A pintura romântica, movimento que defendia o predomínio do Sentimento sobre a Razão, é caracterizada por um gosto muito marcado pelo drama. Então os pintores não hesitam mais em mostrar a realidade, tão violentamente quanto possível. As obras se tornam mais livres e expressam sensualidade e às vezes até a sexualidade, numa ruptura total com o classicismo. Era o predomínio da arte realista, e depois do Impressionismo, que dá mais valor às cores, contrastes e luzes, do que aos temas. Esse movimento gerou escândalos com seus nus realistas, que não eram mais nus de cenas mitológicas ou históricas.

De acordo com as ideias revolucionárias de seu tempo, os pintores realistas fizeram e incentivaram estudos de nus femininos ao vivo e em situações cotidianas. Tomam como modelos mulheres de classes sociais mais baixas, como prostitutas ou mesmo suas amantes. Muito bom lembrar que até este período, os modelos que posavam em academias e ateliês eram quase sempre exclusivamente masculinos!

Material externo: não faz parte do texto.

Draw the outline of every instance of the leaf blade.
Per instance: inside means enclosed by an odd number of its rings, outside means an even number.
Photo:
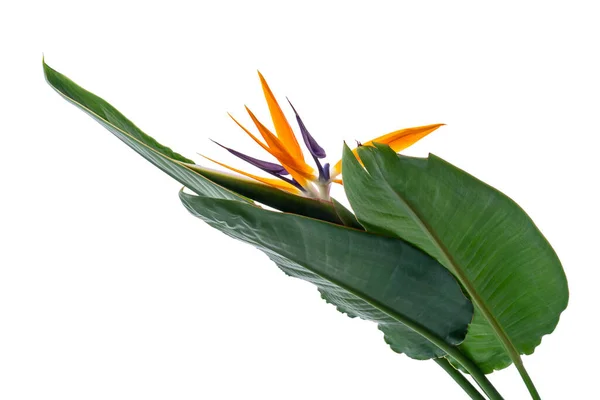
[[[367,231],[413,243],[455,274],[458,268],[464,274],[459,281],[487,307],[476,307],[461,349],[486,373],[514,358],[501,335],[517,356],[533,352],[558,323],[568,289],[560,261],[531,219],[507,196],[433,155],[398,156],[377,144],[359,153],[366,170],[344,151],[344,187],[359,222]],[[386,203],[386,210],[375,206]],[[478,240],[481,232],[485,240]],[[521,284],[533,289],[520,295],[515,288]],[[512,288],[508,295],[501,285]],[[531,310],[538,315],[530,316]],[[519,321],[519,315],[527,318]]]
[[[264,251],[288,275],[317,285],[339,311],[377,322],[395,351],[417,359],[445,355],[409,327],[415,321],[450,345],[462,341],[472,305],[451,274],[414,247],[252,205],[183,192],[180,198],[196,217]]]

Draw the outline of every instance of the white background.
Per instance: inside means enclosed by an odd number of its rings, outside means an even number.
[[[406,153],[536,221],[571,301],[525,364],[544,399],[597,398],[594,2],[150,3],[0,6],[0,399],[466,398],[188,215],[178,183],[47,86],[42,52],[192,158],[231,160],[208,138],[261,155],[226,116],[268,121],[256,69],[332,160],[446,123]],[[491,379],[528,398],[514,367]]]

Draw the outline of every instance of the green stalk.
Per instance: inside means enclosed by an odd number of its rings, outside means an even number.
[[[400,199],[404,202],[404,199],[402,199],[402,197],[400,197]],[[435,232],[429,227],[429,225],[425,222],[425,220],[422,219],[406,202],[404,202],[404,204],[406,204],[408,210],[410,210],[410,212],[412,213],[413,218],[421,225],[421,229],[423,229],[423,232],[425,232],[429,236],[429,239],[435,244],[437,249],[441,252],[441,256],[442,256],[443,260],[440,260],[440,261],[443,261],[442,264],[444,266],[446,266],[448,268],[448,270],[450,270],[450,272],[452,272],[454,274],[456,279],[463,285],[463,287],[469,294],[469,297],[471,298],[471,301],[473,302],[473,304],[479,309],[479,311],[481,311],[481,314],[483,315],[483,317],[492,326],[492,329],[496,333],[496,336],[498,337],[498,339],[500,339],[500,342],[502,342],[502,344],[504,345],[504,348],[506,349],[508,356],[510,357],[512,362],[515,364],[515,367],[517,367],[517,370],[519,371],[519,374],[521,375],[523,382],[527,386],[527,390],[529,390],[529,393],[531,394],[531,398],[533,400],[541,400],[540,395],[538,394],[538,392],[533,384],[533,381],[529,377],[529,374],[527,373],[527,370],[525,369],[525,366],[523,365],[523,361],[521,360],[521,355],[519,354],[519,352],[517,351],[517,349],[515,348],[513,343],[510,341],[510,338],[508,337],[506,331],[499,324],[498,320],[496,319],[496,317],[494,316],[492,311],[488,308],[488,305],[481,298],[481,296],[479,295],[479,292],[477,292],[475,287],[473,287],[473,283],[469,280],[469,278],[467,277],[465,272],[460,268],[460,266],[456,262],[456,260],[454,260],[454,257],[452,257],[452,254],[448,251],[446,246],[437,237]],[[450,353],[448,353],[448,354],[450,354]],[[464,367],[466,368],[466,366],[464,366]]]
[[[458,383],[458,385],[461,388],[463,388],[463,390],[465,391],[465,393],[468,394],[469,397],[471,397],[471,399],[473,399],[473,400],[486,400],[485,397],[483,397],[481,395],[481,393],[479,393],[479,390],[477,390],[475,388],[475,386],[471,385],[471,382],[469,382],[468,379],[465,378],[464,375],[461,374],[459,370],[457,370],[456,368],[454,368],[448,362],[448,360],[446,360],[445,358],[434,358],[433,361],[435,361],[437,363],[437,365],[439,365],[440,367],[442,367],[442,369],[444,371],[446,371],[448,373],[448,375],[450,375],[450,377],[452,379],[454,379],[454,381],[456,383]]]

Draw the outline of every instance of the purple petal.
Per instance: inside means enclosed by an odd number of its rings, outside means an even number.
[[[298,121],[298,125],[300,125],[300,132],[302,133],[302,138],[304,139],[304,143],[306,144],[308,151],[310,151],[310,154],[317,158],[325,158],[325,150],[323,150],[323,148],[319,146],[317,141],[308,132],[306,126],[304,126],[304,122],[302,122],[302,119],[300,119],[300,116],[296,112],[296,109],[294,108],[289,99],[288,103],[290,103],[290,106],[292,106],[292,110],[294,110],[294,113],[296,114],[296,120]]]
[[[224,148],[225,150],[227,150],[234,156],[241,158],[242,160],[246,161],[248,164],[252,164],[255,167],[260,168],[265,172],[268,172],[273,175],[288,175],[289,174],[289,172],[287,172],[286,169],[283,168],[279,164],[259,160],[258,158],[250,157],[250,156],[245,155],[244,153],[240,153],[237,150],[233,150],[233,149],[230,149],[229,147],[225,147],[222,144],[215,142],[214,140],[213,140],[213,142],[216,143],[217,145],[221,146],[222,148]]]
[[[331,179],[329,163],[325,163],[325,165],[323,165],[323,179],[325,179],[326,181]]]

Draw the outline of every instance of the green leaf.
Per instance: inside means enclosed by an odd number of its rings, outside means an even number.
[[[460,349],[486,373],[520,363],[551,333],[568,301],[555,252],[510,198],[442,159],[346,148],[344,188],[369,232],[402,238],[463,285],[475,317]],[[519,367],[519,364],[517,364]]]
[[[46,80],[61,96],[102,124],[162,171],[202,196],[248,201],[278,210],[342,224],[331,202],[295,196],[243,177],[224,174],[194,162],[148,136],[109,103],[43,63]],[[241,195],[241,196],[240,196]],[[246,197],[246,198],[245,198]],[[347,213],[351,214],[349,211]]]
[[[445,352],[431,340],[453,346],[466,334],[473,307],[454,277],[401,240],[250,204],[180,197],[193,215],[315,284],[339,311],[376,322],[397,352],[440,357]]]

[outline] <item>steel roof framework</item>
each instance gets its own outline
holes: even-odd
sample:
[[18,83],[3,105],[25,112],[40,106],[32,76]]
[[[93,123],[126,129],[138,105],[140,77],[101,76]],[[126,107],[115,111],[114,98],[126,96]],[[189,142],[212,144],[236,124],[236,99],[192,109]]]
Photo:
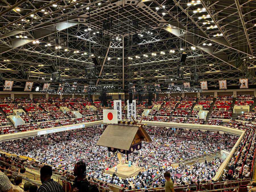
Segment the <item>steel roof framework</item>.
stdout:
[[[54,63],[62,78],[83,78],[86,84],[86,73],[93,66],[92,54],[101,63],[105,60],[103,67],[96,67],[98,74],[101,71],[106,75],[99,79],[99,84],[121,86],[123,80],[125,85],[158,84],[176,75],[179,66],[185,78],[196,73],[209,86],[223,79],[228,85],[238,85],[243,77],[241,67],[236,65],[239,58],[254,75],[255,1],[201,0],[189,6],[187,0],[141,1],[3,1],[0,70],[4,79],[15,80],[14,87],[24,87],[28,80],[18,72],[23,68],[30,81],[43,82],[42,77],[49,80],[49,66]],[[203,11],[196,11],[198,9]],[[200,17],[204,15],[208,18]],[[110,28],[104,28],[110,20]],[[26,38],[16,37],[20,35]],[[39,43],[33,43],[37,40]],[[179,58],[183,51],[188,57],[181,65]]]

"Origem do mundo", Gustave Courbet, 1866
O que mais chocou seus contemporâneos foi o pintor realista Gustave Courbet com sua pintura “A origem do mundo”, onde mostra uma representação do sexo feminino sem nenhum véu! A pintura somente depois dos anos 1990 está exposta no Musée d'Orsay, em Paris. Ainda hoje é considerada indecente e diversas pessoas tiveram seu perfil censurado pelo Facebook, por publicarem a imagem dessa pintura de Courbet.

Os nus impressionistas emprestaram da escola realista um gosto pela vida cotidiana, apesar de fazerem um retorno marcante a certas cenas bucólicas idealizadas. Edouard Manet, também causou escândalo em 1863, apresentando uma pintura (“Almoço sobre a grama”) onde uma mulher completamente nua faz um piquenique com homens vestidos. Manet se inspirara em Giorgione, que em 1508 na Itália já havia pintado o “Concerto campestre”, onde duas mulheres nuas estão juntas a dois homens vestidos.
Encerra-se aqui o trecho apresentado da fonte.